SEGUNDO.- La parte apelante doña Tarsila alega en el recurso de apelación que procede el establecimiento de la pensión compensatoria solicitada a su favor y a cargo de don Roque, alegando que la sentencia de instancia incurre en incongruencia omisiva al no haber resuelto la petición subsidiaria consistente en la indemnización compensatoria solicitada por la ahora apelante para el supuesto de desestimar la petición de pensión compensatoria; y Error en la valoración de la prueba en relación con la infracción del artículo 97 del C.C. y de la doctrina jurisprudencial que lo desarrolla, pues la apelante tiene 62 años de edad, está desempleada desde el mes de enero del año 2020, percibe una ayuda familiar de 480 euros, tiene que hacer frente al pago de una hipoteca de su vivienda por importe de 563,91 € mensuales, y desde la presentación de la demanda de divorcio necesita ayuda económica para subsistir que le presta su hermano; mientras que don Roque tiene ingresos de 3.000€ derivados de su trabajo y los rendimientos de bienes inmuebles privativos, trabaja por cuenta ajena y con carácter indefinido en la administración de una sociedad mercantil, tiene ingresos anuales de 36.500 euros y saldo en cuentas que superan los 80.000 euros; el matrimonio se regía por el régimen económico de gananciales y al menos desde el año 2020 los ingresos del actor eran los únicos del matrimonio y con los que se sufragaban los gastos, incluido el pago de la hipoteca de la vivienda de la apelante hasta la presentación de la demanda de divorcio; doña Tarsila tras la ruptura del matrimonio cuenta con los ingresos netos anuales, 4.730,92 euros y no puede hacer frente a sus gastos anuales, 4.817,92 euros para pago de hipoteca, a los que deben añadirse la alimentación y el resto de gasto habituales en el hogar. Por lo que el divorcio supone un grave desequilibrio para la misma. Suplica a la Sala dicte resolución por la que revocando la Sentencia recurrida: acuerde establecer a cargo del actor una pensión compensatoria o indemnización en los términos solicitados en la demanda reconvencional o bien una pensión compensatoria con carácter temporal hasta la superación del desequilibrio o mediante la entrega de una cantidad como compensación económica.

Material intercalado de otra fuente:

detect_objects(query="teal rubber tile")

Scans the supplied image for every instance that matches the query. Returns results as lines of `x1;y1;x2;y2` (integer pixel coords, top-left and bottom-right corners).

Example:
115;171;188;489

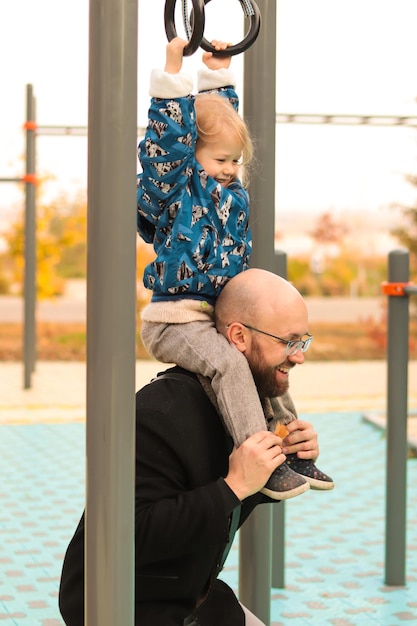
0;413;417;626
0;424;85;626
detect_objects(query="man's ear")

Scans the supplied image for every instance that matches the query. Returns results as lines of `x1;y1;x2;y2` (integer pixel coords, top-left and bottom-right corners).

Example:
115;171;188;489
227;322;249;353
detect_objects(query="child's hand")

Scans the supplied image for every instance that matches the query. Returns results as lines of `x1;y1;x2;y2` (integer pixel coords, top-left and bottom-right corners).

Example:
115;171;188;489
203;39;232;70
165;37;188;74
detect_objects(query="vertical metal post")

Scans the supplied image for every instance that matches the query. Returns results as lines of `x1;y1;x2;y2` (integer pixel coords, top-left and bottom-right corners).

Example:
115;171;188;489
23;85;36;389
272;250;287;589
385;250;410;586
239;0;276;625
85;0;138;626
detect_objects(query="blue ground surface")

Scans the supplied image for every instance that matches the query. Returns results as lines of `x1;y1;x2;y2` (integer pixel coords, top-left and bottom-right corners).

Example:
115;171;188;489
0;413;417;626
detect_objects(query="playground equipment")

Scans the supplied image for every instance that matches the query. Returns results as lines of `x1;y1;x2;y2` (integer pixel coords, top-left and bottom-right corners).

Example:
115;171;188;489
0;85;37;389
382;250;417;586
164;0;261;56
4;0;416;626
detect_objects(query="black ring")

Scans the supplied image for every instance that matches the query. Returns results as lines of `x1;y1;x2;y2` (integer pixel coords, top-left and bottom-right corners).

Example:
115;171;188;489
164;0;205;57
200;0;261;57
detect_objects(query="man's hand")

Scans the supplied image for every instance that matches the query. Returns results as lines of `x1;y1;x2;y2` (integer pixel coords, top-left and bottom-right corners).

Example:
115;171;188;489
282;420;319;461
225;430;285;500
165;37;188;74
203;39;232;70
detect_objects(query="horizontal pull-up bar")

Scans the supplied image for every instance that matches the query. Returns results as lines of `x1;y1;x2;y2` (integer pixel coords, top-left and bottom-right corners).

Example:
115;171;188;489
275;113;417;127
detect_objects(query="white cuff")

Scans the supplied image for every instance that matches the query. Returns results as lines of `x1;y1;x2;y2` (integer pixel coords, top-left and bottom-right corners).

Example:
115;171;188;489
197;67;236;91
149;69;193;99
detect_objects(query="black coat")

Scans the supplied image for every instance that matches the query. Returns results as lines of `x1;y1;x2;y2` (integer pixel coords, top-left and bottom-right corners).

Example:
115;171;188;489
59;368;266;626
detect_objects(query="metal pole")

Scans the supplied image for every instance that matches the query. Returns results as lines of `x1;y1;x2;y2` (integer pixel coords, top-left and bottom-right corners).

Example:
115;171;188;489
85;0;138;626
272;250;287;589
23;85;36;389
385;250;410;586
239;0;276;626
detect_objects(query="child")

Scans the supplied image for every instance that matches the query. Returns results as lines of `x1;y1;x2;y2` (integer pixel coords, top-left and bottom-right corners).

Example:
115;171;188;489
137;37;333;500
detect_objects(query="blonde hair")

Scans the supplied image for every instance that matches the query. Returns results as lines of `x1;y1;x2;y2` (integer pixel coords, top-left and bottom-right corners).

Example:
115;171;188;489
195;93;254;186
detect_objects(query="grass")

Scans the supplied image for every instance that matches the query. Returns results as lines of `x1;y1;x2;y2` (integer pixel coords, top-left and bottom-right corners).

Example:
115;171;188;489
0;321;417;361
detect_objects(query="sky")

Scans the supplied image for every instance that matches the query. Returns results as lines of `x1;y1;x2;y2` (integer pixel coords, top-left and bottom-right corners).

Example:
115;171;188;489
0;0;417;232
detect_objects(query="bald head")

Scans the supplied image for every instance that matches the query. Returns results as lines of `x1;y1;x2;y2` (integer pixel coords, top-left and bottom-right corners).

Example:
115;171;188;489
215;269;307;335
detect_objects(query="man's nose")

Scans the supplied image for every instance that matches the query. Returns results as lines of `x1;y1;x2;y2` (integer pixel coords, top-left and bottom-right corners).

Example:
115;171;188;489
287;348;305;365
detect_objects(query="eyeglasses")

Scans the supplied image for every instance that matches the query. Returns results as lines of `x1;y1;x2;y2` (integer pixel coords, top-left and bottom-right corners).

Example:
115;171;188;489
241;322;313;356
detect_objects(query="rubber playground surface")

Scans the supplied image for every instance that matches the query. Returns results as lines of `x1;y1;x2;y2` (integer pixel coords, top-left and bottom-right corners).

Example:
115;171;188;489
0;412;417;626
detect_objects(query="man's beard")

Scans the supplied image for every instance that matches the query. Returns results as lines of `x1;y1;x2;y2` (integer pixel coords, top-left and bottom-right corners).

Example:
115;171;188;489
249;341;292;398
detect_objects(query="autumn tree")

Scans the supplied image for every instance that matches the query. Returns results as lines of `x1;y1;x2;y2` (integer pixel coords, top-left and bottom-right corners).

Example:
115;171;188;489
3;191;87;298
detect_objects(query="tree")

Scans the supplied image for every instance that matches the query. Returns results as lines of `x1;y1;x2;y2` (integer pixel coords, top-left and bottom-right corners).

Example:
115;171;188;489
4;191;87;298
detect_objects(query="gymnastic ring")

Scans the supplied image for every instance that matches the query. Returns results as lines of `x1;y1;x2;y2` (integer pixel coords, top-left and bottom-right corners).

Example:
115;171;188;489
164;0;205;57
200;0;261;57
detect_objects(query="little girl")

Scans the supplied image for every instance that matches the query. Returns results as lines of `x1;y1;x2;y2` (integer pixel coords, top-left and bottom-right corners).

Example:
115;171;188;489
137;37;333;500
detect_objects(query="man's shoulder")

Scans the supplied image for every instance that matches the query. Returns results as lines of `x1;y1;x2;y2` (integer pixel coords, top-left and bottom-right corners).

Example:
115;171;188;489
138;365;202;394
136;366;211;410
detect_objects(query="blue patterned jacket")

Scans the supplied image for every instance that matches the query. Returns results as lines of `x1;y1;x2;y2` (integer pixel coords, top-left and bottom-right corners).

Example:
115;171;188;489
137;69;252;303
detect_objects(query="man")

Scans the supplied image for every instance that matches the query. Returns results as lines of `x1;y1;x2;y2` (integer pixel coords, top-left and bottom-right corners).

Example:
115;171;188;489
60;269;319;626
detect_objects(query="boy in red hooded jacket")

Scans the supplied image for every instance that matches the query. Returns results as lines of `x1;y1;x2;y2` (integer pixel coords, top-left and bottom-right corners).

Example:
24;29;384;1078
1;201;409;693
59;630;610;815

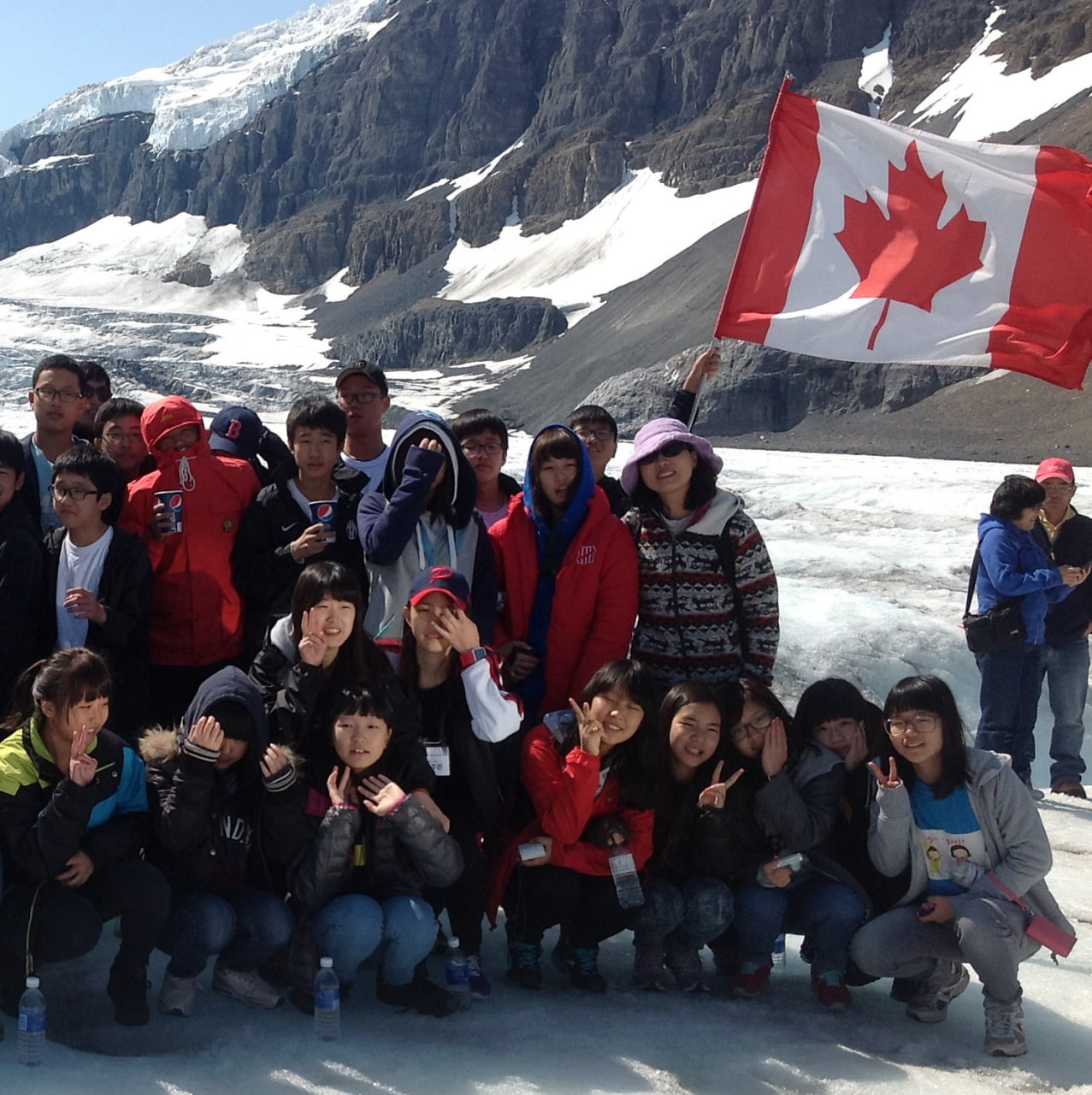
118;395;259;726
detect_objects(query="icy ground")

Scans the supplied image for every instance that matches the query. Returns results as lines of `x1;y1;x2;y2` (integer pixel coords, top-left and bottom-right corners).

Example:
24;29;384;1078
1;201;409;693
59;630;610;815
0;433;1092;1095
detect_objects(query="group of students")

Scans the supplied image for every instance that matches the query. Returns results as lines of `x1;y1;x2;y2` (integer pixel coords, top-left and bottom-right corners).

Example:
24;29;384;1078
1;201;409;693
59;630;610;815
0;352;1068;1056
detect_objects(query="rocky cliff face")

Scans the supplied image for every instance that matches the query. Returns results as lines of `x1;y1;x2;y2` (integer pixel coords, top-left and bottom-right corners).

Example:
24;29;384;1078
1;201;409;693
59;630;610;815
0;0;1092;435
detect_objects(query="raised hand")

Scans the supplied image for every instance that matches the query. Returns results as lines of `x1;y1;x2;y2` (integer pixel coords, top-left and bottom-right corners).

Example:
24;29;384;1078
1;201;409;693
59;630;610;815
68;726;98;787
360;775;406;818
698;760;743;810
297;609;328;666
326;764;360;809
569;695;603;756
869;756;903;790
762;719;789;779
845;725;869;772
186;715;223;752
289;521;334;563
64;586;106;624
435;607;481;654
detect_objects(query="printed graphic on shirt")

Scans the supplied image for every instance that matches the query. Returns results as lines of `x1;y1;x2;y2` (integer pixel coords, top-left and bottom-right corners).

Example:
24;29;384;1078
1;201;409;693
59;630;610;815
918;829;989;896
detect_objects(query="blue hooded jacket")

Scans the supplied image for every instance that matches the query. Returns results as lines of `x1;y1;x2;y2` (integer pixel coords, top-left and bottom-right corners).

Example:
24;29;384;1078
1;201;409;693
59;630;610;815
975;513;1071;646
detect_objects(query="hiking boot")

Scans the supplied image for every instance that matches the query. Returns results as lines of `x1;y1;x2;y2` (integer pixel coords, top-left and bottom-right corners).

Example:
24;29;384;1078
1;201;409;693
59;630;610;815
375;974;458;1018
812;969;851;1012
552;943;606;992
1050;779;1088;798
106;958;151;1026
505;942;543;989
466;955;493;1000
728;962;771;1000
212;966;280;1010
985;997;1028;1057
634;943;668;992
664;939;701;992
906;962;971;1023
159;974;200;1018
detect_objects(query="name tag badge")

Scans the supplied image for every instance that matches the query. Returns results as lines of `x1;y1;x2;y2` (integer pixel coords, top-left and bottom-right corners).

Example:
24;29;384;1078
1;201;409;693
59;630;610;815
424;743;451;775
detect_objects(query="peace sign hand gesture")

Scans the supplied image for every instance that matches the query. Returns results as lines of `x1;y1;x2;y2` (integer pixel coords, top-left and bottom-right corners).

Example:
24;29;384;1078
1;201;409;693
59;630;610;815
569;696;603;756
869;756;903;790
698;760;743;810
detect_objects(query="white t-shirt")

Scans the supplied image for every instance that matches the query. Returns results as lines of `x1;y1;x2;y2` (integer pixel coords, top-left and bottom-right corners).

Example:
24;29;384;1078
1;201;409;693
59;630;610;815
341;445;391;494
57;528;114;650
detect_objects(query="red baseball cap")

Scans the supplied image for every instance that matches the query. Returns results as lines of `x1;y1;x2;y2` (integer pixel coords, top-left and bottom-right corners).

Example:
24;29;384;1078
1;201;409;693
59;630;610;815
1035;457;1077;482
410;566;470;611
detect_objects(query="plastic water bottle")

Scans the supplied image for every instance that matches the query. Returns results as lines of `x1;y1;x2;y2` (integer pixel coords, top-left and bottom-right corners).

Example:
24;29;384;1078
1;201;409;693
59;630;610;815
316;958;341;1041
770;932;784;970
17;977;46;1064
443;935;470;1012
611;844;645;909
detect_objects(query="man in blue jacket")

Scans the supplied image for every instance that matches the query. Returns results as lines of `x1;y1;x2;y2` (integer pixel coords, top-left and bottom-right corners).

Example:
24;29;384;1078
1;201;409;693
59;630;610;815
1033;457;1092;798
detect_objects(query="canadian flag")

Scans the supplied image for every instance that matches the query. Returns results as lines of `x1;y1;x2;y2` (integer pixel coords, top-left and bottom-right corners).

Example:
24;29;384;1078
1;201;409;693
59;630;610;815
715;83;1092;388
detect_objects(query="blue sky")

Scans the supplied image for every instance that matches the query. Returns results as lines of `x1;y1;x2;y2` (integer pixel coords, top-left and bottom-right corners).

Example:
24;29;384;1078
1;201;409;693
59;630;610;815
0;0;309;129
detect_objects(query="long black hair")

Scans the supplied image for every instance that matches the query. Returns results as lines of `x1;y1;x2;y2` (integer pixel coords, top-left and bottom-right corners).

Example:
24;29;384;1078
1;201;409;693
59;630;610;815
646;681;725;794
0;646;110;737
557;658;657;809
883;673;967;798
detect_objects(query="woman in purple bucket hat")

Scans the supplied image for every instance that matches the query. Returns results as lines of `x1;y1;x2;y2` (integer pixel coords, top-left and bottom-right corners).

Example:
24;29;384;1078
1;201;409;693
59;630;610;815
622;418;778;689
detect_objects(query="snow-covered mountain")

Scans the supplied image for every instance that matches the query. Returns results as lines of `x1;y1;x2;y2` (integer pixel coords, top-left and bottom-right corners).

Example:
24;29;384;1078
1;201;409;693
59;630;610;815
0;0;1092;447
0;0;393;163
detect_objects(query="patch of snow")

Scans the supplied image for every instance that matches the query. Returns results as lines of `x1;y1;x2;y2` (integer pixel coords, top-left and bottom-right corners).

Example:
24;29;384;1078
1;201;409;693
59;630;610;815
0;0;394;158
24;156;94;171
438;168;757;326
857;23;895;118
909;8;1092;140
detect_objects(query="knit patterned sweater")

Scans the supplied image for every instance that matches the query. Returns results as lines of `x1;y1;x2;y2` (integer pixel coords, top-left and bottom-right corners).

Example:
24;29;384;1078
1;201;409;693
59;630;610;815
625;489;779;687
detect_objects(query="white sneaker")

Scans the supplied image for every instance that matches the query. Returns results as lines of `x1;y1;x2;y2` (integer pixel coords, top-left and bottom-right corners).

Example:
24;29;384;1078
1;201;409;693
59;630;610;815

TERCERO.- La alegación de incongruencia omisiva se rechaza por la Sala, pues la ahora apelante no solicitó en momento procesal oportuno aclaración ni complemento de la sentencia.
Al respecto, como dijimos en sentencia de esta Audiencia Provincial de 1 de junio de 2023, Nº de Recurso: 431/2022,Nº de Resolución: 242/2023: Cuando se trata de denunciar la incongruencia por falta de pronunciamiento, se viene exigiendo la denuncia previa de dicha omisión ante el órgano Judicial que supuestamente incurrió en la omisión, por el mecanismo previsto en el art. 215 de la Ley de Enjuiciamiento Civil ("Subsanación y complemento de sentencias y autos defectuosos o incompletos").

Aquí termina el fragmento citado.